To give a simple example:

def my_func(<<first::utf8, _rest::binary>> = _long_string) do
  last = String.at("string", 5)
  first == last
end

my_func("green")
# => false

I understand that basically this function is doing:

?g == "g"

so it makes sense that it returns false. But I am struggling to find the most efficient way to make this comparison.

I can do something like:

def my_func(<<first::utf8, _rest::binary>> = _long_string) do
  [last] = String.to_charlist(String.at("string", 5))
  first == last
end

my_func("green")
# => true

It works - but it feels like I should be able to do better . What I wanted to do was use the codepoint operator on the variable, like first == ?last, but it didn’t take long for me to understand that won’t fly.

My impression is that String.next_grapheme/1 and friends are going to process the whole string just to give me one value. Is that the case? Seems like using Stream won’t help if it requires me to process the long string into an enumerable first.

Should I stick with my second method above, or is there a better way?

Eiji · July 28, 2020, 7:56am

@Dusty How about replacing your function body to that code:

String.ends_with?("string", <<first::utf8>>)

Dusty · July 28, 2020, 9:43am

OK, this is fascinating. It happens that I might need to match at any point in the string, so String.ends_with?/2 might not work, but I am much more interested in what you’ve done with the variable by wrapping it in <<>>.

iex(1)> <<first::utf8, rest::binary>> = "string"
"string"
iex(2)> first
115
iex(3)> <<first::utf8>>
"s"
iex(4)> first == "s"
false
iex(5)> <<first::utf8>> == "s"
true
iex(6)> ?s
115
iex(7)> <<?s>>
"s"

This is kind of crazy. It obviously solves my problem, but what is happening here? I clearly don’t fully understand what Elixir strings are. Is Elixir actually converting between a charlist and a binary when I add <<>>? Or is it simply that no conversion is needed, because a charlist wrapped in <<>> is all a binary is? Is there a difference between what I’ve done here and calling Kernel.to_string/1?

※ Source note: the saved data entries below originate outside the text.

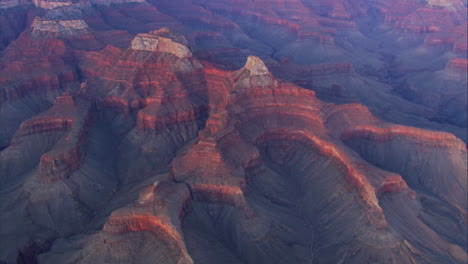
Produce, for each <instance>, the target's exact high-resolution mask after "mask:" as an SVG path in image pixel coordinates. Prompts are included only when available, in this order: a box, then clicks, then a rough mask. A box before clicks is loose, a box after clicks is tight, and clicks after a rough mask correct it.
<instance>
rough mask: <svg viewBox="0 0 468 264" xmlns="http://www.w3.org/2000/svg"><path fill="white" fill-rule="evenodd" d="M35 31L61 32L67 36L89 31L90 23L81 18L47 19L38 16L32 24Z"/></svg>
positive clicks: (35, 18)
mask: <svg viewBox="0 0 468 264" xmlns="http://www.w3.org/2000/svg"><path fill="white" fill-rule="evenodd" d="M31 27H32V29H33V31H35V32H38V31H42V32H54V33H61V34H63V35H66V36H71V35H78V34H82V33H84V32H87V31H88V24H86V22H84V21H83V20H81V19H75V20H45V19H42V18H39V17H36V18H35V19H34V21H33V23H32V25H31Z"/></svg>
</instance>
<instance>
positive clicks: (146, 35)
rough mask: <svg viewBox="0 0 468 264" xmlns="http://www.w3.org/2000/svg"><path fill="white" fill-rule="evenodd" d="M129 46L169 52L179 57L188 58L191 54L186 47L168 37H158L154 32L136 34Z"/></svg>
mask: <svg viewBox="0 0 468 264" xmlns="http://www.w3.org/2000/svg"><path fill="white" fill-rule="evenodd" d="M131 48H132V49H134V50H146V51H157V52H165V53H170V54H173V55H175V56H177V57H179V58H189V57H191V56H192V53H191V52H190V50H189V48H188V47H186V46H184V45H182V44H180V43H177V42H174V41H172V40H171V39H169V38H165V37H160V36H158V35H157V34H156V33H155V32H150V33H145V34H138V35H137V36H136V37H135V38H134V39H133V40H132V47H131Z"/></svg>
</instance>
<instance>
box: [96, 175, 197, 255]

Eiji · July 28, 2020, 9:50am

@Dusty Simply take a look at Kernel.SpecialForms.<<>>/1 documentation.

The utf8 , utf16 , and utf32 types are for Unicode code points. They can also be applied to literal strings and charlists:
iex> <<"foo"::utf16>>
<<0, 102, 0, 111, 0, 111>>
iex> <<"foo"::utf32>>
<<0, 0, 0, 102, 0, 0, 0, 111, 0, 0, 0, 111>>

LostKobrakai · July 28, 2020, 9:56am

Charlists and binaries don’t really have things in common. Your code just happens to extract the codepoint for ?s from the binary. If you’d segment by a different type things might look different:

iex(16)> IO.inspect("string", base: :binary)
<<0b1110011, 0b1110100, 0b1110010, 0b1101001, 0b1101110, 0b1100111>>
"string"
iex(17)> IO.inspect("string", base: :hex)
<<0x73, 0x74, 0x72, 0x69, 0x6E, 0x67>>
"string"

Binaries are just a list of bytes. To apply meaning you’ll need to know how to interpret the bytes to something higher level. Charlists on the other hand are always a list of intergers for the spec: [0..0x10FFFF].